The major differences in using -hosts from listing separately
in automount maps
each exportable filesystem from each known host are:
The advantages of using the -hosts map are:
-
Multiple mounts are allowed without having to specify each filesystem
that is to be exported.
-
The clients' maps need not be updated each time there are changes made to
the list of filesystems a server exports.
-
The use of this map reduces entries in the /etc/default/filesys
file and in automount maps and, therefore, reduces administration
when a client needs to mount many directories from many
servers.
-
The use of -hosts provides a
very convenient way to provide users with access to many
different directories on many
different hosts without their having to use rlogin or
rcmd.
Here is an example of -hosts map usage:
-
On the NFS client paris running automount,
the administrator specifies the -hosts map in the automount
master map:
/net -hosts
-
When automount starts, it builds the mount point
named /net and listens for requests that cross this mount point.
-
A user executes:
cd /net/london
-
automount detects that the mount point /net has
been accessed.
It consults its maps and finds that the -hosts built-in map is
specified for the /net mount point.
automount executes the library routine
gethostbyname london
(See
gethostbyname(SLIB)
for information on this command.)
This command queries the name server, that is
named(ADMN),
if running or, if the name server is not running, looks for
an entry for london in
the /etc/hosts file on the local host.
gethostbyname returns information on how to reach
the server london.
(If gethostbyname cannot acquire this information,
the cd command fails.)
-
automount queries london's mount service using
the RPC null
procedure to check whether it is responding.
-
If london's mount service responds, automount requests of
london the list of all filesystems
that london is permitted to export to paris.
-
automount sorts the received list according to the length
of the pathname.

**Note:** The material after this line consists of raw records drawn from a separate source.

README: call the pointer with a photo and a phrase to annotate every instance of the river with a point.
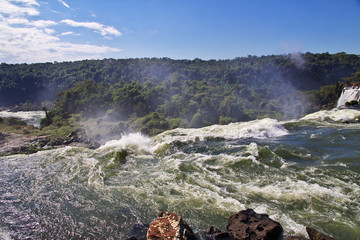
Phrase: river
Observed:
(302, 173)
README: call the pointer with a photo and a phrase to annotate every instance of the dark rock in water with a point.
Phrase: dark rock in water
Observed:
(213, 233)
(296, 238)
(121, 156)
(2, 136)
(316, 235)
(94, 145)
(169, 226)
(248, 225)
(76, 135)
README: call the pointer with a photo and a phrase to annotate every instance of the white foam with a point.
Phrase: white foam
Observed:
(259, 129)
(337, 115)
(135, 141)
(347, 95)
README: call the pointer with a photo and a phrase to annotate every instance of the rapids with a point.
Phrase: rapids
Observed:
(302, 173)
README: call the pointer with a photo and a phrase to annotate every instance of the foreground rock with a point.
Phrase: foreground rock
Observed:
(316, 235)
(248, 224)
(170, 226)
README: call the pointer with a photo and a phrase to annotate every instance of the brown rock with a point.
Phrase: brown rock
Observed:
(213, 233)
(248, 225)
(2, 136)
(169, 226)
(296, 238)
(316, 235)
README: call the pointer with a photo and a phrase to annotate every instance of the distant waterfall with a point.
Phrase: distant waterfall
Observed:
(348, 94)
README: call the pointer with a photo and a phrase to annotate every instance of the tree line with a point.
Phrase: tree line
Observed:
(189, 93)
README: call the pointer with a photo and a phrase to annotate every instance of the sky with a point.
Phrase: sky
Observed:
(33, 31)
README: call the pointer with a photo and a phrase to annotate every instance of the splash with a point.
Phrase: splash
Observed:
(135, 141)
(257, 129)
(336, 115)
(30, 117)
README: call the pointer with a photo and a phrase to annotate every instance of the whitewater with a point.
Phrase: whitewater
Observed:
(303, 172)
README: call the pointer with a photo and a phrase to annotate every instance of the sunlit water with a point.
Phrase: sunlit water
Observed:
(302, 173)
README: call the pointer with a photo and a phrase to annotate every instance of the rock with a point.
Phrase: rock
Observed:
(2, 136)
(213, 233)
(170, 226)
(296, 238)
(138, 232)
(316, 235)
(248, 225)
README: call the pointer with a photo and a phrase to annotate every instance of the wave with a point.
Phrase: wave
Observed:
(335, 115)
(257, 129)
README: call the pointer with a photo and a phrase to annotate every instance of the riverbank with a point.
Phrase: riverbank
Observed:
(17, 137)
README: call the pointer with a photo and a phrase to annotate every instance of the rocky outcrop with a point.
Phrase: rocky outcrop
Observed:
(2, 137)
(296, 238)
(249, 225)
(213, 233)
(170, 226)
(316, 235)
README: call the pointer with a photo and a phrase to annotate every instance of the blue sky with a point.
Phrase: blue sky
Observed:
(66, 30)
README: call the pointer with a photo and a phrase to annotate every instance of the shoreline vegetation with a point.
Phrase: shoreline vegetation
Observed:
(88, 102)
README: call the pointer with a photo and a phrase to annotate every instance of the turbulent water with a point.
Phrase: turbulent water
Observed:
(302, 173)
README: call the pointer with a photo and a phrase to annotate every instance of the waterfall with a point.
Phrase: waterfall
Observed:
(348, 94)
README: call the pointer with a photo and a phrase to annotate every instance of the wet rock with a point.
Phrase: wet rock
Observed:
(248, 225)
(138, 232)
(94, 145)
(169, 226)
(76, 136)
(296, 238)
(2, 136)
(316, 235)
(213, 233)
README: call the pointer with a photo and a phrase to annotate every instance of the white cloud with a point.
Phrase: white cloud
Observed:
(26, 2)
(26, 40)
(7, 7)
(104, 30)
(64, 3)
(35, 45)
(69, 33)
(24, 21)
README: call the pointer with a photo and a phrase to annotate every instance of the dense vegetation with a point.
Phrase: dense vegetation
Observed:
(150, 94)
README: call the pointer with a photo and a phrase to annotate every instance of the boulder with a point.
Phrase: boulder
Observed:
(316, 235)
(169, 226)
(94, 145)
(213, 233)
(296, 238)
(249, 225)
(2, 136)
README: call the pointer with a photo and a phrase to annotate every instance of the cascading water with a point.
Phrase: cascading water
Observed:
(348, 94)
(302, 173)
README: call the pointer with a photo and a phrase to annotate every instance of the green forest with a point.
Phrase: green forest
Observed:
(154, 94)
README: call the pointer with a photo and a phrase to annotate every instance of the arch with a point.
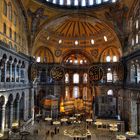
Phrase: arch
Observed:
(21, 107)
(76, 52)
(4, 57)
(45, 54)
(110, 92)
(10, 59)
(10, 98)
(110, 51)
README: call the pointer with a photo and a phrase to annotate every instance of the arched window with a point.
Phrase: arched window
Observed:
(91, 2)
(137, 38)
(38, 59)
(10, 45)
(85, 78)
(85, 93)
(132, 73)
(4, 8)
(4, 28)
(54, 1)
(76, 78)
(10, 11)
(137, 24)
(105, 0)
(98, 1)
(68, 2)
(75, 91)
(138, 73)
(76, 2)
(133, 41)
(66, 92)
(83, 2)
(66, 78)
(108, 59)
(109, 75)
(114, 58)
(110, 92)
(61, 2)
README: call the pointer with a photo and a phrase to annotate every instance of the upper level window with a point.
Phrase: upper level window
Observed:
(76, 78)
(68, 2)
(109, 75)
(61, 2)
(114, 58)
(133, 41)
(85, 78)
(15, 19)
(15, 36)
(4, 28)
(110, 92)
(108, 59)
(4, 8)
(66, 78)
(137, 38)
(75, 92)
(91, 2)
(83, 2)
(10, 32)
(137, 24)
(38, 59)
(76, 2)
(54, 1)
(10, 11)
(105, 0)
(98, 1)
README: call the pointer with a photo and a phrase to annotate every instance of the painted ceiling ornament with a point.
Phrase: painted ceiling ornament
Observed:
(58, 53)
(35, 19)
(117, 14)
(94, 52)
(95, 73)
(57, 73)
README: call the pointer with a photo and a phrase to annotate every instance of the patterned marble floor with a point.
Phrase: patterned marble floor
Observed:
(43, 127)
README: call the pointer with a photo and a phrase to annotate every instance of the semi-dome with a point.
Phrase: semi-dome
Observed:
(77, 3)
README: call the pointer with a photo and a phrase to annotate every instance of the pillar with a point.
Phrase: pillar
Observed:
(15, 73)
(5, 69)
(11, 115)
(10, 72)
(3, 118)
(17, 117)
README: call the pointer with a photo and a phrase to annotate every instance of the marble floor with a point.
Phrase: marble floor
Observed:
(38, 131)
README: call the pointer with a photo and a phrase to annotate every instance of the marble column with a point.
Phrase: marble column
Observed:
(10, 72)
(15, 71)
(5, 69)
(17, 113)
(3, 119)
(11, 115)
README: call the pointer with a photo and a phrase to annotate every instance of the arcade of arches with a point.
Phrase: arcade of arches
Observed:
(59, 58)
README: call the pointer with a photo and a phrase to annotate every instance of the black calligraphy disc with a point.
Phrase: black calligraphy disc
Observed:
(57, 73)
(95, 73)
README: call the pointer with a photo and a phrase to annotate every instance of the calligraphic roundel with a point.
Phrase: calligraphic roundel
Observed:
(57, 73)
(95, 73)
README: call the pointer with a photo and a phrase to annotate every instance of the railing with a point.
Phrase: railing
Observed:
(9, 86)
(132, 86)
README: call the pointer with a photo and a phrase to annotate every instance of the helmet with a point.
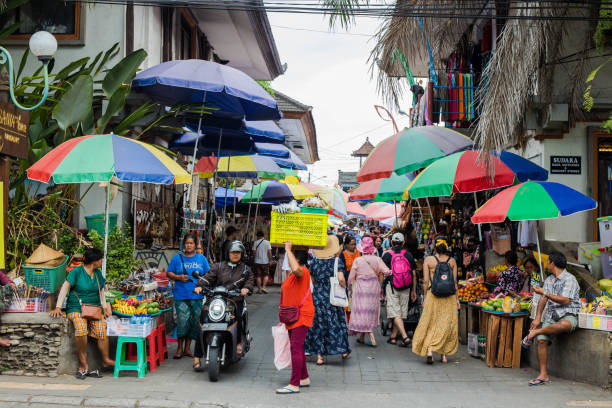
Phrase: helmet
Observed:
(237, 246)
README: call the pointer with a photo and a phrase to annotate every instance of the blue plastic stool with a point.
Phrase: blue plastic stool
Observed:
(121, 364)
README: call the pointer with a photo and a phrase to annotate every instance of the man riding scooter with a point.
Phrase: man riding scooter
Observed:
(228, 274)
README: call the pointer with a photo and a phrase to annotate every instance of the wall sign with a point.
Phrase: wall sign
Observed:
(565, 165)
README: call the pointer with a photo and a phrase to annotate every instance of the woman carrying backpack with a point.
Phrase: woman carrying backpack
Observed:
(438, 328)
(366, 274)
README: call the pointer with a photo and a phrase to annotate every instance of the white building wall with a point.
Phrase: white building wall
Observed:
(577, 227)
(148, 34)
(104, 26)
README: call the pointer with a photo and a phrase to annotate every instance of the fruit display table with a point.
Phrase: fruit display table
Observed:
(504, 334)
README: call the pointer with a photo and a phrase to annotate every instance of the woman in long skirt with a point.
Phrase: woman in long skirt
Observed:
(438, 329)
(365, 278)
(329, 333)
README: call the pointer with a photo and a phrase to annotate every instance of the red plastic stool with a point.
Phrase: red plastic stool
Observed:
(152, 350)
(162, 345)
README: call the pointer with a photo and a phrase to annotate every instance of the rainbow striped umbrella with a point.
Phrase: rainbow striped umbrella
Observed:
(97, 158)
(411, 149)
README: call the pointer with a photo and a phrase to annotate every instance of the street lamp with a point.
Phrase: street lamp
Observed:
(43, 45)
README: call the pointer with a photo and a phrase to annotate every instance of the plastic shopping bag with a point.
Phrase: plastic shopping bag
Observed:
(282, 347)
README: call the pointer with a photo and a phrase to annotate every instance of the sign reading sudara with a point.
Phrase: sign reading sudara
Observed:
(14, 125)
(565, 164)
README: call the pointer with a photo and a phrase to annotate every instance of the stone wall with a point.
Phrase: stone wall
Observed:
(41, 346)
(35, 344)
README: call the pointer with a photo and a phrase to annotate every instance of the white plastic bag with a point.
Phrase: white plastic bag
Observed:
(282, 347)
(337, 294)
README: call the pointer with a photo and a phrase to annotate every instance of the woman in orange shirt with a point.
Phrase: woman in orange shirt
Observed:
(295, 291)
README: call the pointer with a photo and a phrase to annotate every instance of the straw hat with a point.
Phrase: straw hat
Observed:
(332, 247)
(45, 256)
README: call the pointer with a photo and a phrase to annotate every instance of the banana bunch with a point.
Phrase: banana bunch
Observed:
(123, 307)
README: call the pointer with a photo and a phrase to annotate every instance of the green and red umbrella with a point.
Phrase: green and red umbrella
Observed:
(533, 200)
(386, 189)
(467, 172)
(411, 149)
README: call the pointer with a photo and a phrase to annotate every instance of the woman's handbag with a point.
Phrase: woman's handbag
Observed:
(291, 314)
(91, 312)
(337, 294)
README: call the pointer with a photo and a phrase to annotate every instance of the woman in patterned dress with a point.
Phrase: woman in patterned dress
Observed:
(366, 274)
(438, 328)
(328, 334)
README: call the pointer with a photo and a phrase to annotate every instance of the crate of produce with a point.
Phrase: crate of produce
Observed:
(33, 305)
(303, 229)
(594, 321)
(47, 278)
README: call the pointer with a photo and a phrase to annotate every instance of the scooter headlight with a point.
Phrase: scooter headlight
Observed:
(216, 310)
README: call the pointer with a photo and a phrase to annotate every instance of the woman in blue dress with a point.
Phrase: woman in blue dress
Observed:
(329, 333)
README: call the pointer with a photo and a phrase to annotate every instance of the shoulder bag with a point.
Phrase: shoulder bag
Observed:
(337, 294)
(91, 312)
(291, 314)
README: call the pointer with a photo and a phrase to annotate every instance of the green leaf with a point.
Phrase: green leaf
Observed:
(110, 53)
(115, 104)
(10, 29)
(123, 72)
(75, 104)
(70, 68)
(596, 70)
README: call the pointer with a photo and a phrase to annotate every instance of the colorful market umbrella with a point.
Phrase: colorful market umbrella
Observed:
(464, 172)
(253, 166)
(355, 209)
(388, 211)
(411, 149)
(275, 192)
(99, 158)
(533, 200)
(385, 189)
(231, 92)
(332, 196)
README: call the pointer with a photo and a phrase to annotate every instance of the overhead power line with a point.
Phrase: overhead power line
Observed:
(509, 9)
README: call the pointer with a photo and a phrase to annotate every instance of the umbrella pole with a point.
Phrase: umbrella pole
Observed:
(195, 148)
(479, 226)
(433, 222)
(106, 211)
(212, 207)
(256, 210)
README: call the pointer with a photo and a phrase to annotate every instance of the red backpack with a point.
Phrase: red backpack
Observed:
(401, 270)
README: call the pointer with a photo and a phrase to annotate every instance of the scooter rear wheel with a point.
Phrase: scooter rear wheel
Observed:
(214, 364)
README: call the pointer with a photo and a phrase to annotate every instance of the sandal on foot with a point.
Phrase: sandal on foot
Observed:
(286, 390)
(405, 342)
(538, 381)
(94, 374)
(526, 343)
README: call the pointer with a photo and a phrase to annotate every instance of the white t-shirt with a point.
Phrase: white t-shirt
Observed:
(261, 248)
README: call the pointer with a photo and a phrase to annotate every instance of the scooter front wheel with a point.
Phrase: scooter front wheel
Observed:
(214, 364)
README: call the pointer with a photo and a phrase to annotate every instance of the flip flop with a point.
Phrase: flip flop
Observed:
(538, 381)
(286, 390)
(526, 343)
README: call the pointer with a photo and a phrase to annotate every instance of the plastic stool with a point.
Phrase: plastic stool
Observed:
(121, 364)
(151, 350)
(162, 345)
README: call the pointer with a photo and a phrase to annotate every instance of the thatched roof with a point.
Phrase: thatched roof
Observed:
(518, 69)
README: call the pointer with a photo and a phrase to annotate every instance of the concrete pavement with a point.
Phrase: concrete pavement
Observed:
(382, 376)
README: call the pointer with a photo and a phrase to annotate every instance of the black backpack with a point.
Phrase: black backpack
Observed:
(443, 282)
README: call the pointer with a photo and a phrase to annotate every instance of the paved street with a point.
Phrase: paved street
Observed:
(384, 376)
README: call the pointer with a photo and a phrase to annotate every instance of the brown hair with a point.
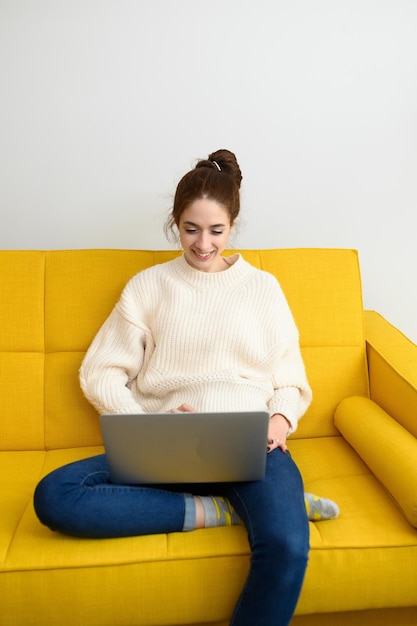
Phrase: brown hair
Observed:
(216, 178)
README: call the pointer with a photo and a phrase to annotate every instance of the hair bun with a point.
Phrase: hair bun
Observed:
(226, 161)
(223, 161)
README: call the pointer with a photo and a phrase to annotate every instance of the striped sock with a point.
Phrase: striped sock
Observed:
(218, 512)
(319, 509)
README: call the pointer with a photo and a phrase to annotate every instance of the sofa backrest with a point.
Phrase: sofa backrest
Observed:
(53, 303)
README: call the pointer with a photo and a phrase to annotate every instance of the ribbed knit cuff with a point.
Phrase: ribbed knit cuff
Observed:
(190, 513)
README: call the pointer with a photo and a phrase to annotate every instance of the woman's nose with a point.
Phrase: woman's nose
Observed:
(204, 240)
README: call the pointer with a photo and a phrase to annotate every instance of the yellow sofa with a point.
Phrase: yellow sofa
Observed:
(357, 444)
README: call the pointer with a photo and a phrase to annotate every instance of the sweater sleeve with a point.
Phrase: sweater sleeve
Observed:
(292, 393)
(112, 362)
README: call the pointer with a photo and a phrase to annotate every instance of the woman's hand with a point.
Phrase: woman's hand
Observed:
(184, 408)
(278, 430)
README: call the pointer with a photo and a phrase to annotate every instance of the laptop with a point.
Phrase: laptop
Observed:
(165, 448)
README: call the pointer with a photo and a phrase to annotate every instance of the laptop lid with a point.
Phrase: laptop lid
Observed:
(164, 448)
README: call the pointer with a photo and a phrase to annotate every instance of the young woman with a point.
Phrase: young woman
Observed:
(203, 332)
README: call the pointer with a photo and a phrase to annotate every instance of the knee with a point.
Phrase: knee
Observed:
(47, 509)
(290, 548)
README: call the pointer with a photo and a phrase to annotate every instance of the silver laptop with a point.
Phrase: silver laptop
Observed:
(164, 448)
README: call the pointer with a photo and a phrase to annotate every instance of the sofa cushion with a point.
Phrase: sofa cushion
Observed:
(162, 564)
(388, 449)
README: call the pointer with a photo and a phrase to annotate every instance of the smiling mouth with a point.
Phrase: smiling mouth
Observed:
(203, 257)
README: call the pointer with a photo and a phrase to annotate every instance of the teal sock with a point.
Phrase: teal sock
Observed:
(319, 509)
(218, 512)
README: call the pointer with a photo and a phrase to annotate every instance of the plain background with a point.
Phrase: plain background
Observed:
(105, 104)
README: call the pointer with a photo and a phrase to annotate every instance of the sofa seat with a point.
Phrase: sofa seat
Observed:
(356, 444)
(369, 540)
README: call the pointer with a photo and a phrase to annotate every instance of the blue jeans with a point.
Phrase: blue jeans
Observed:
(79, 499)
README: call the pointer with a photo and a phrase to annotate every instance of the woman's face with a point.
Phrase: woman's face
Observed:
(204, 230)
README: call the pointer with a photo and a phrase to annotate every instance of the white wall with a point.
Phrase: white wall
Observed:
(106, 103)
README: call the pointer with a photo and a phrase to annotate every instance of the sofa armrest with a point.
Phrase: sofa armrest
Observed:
(387, 448)
(392, 364)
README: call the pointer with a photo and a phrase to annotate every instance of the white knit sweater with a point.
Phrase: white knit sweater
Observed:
(221, 341)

For example:
/usr/src
/export/home
/usr/src/sccs
/export/root/blah
This sorting ensures that the mounting is done in the proper
order, that is, /usr/src is done before
/usr/src/sccs.
-
automount creates the mount points needed under /tmp_mnt
and creates the various directories needed under /net/london.
-
automount proceeds down the sorted list, mounting all the
filesystems at mount points in /tmp_mnt.
-
automount links all of the /tmp_mnt mounted
filesystems to their respective locations under /net/london.
-
The user who executed the command cd /net/london is placed in the
root filesystem of the machine london.
The user, however, may not
see all the files and directories under the root filesystem
of the server london.
This is because automount can mount only
the filesystems that london has permission to export
to paris.
This permission is configured
in the /etc/exports file on the server london.
-
automount unmounts all of the filesystems mounted
from london at one time when all activity in these
filesystems on the client paris ceases for the idle
duration specified on the automount daemon command line.
NOTE:
If the user had executed the command cd /net/london/usr
instead of cd /net/london, automount would
still mount all exportable filesystems from london and
not just /net/london/usr.
See
``Using built-in automount maps''
for examples of using the -hosts map.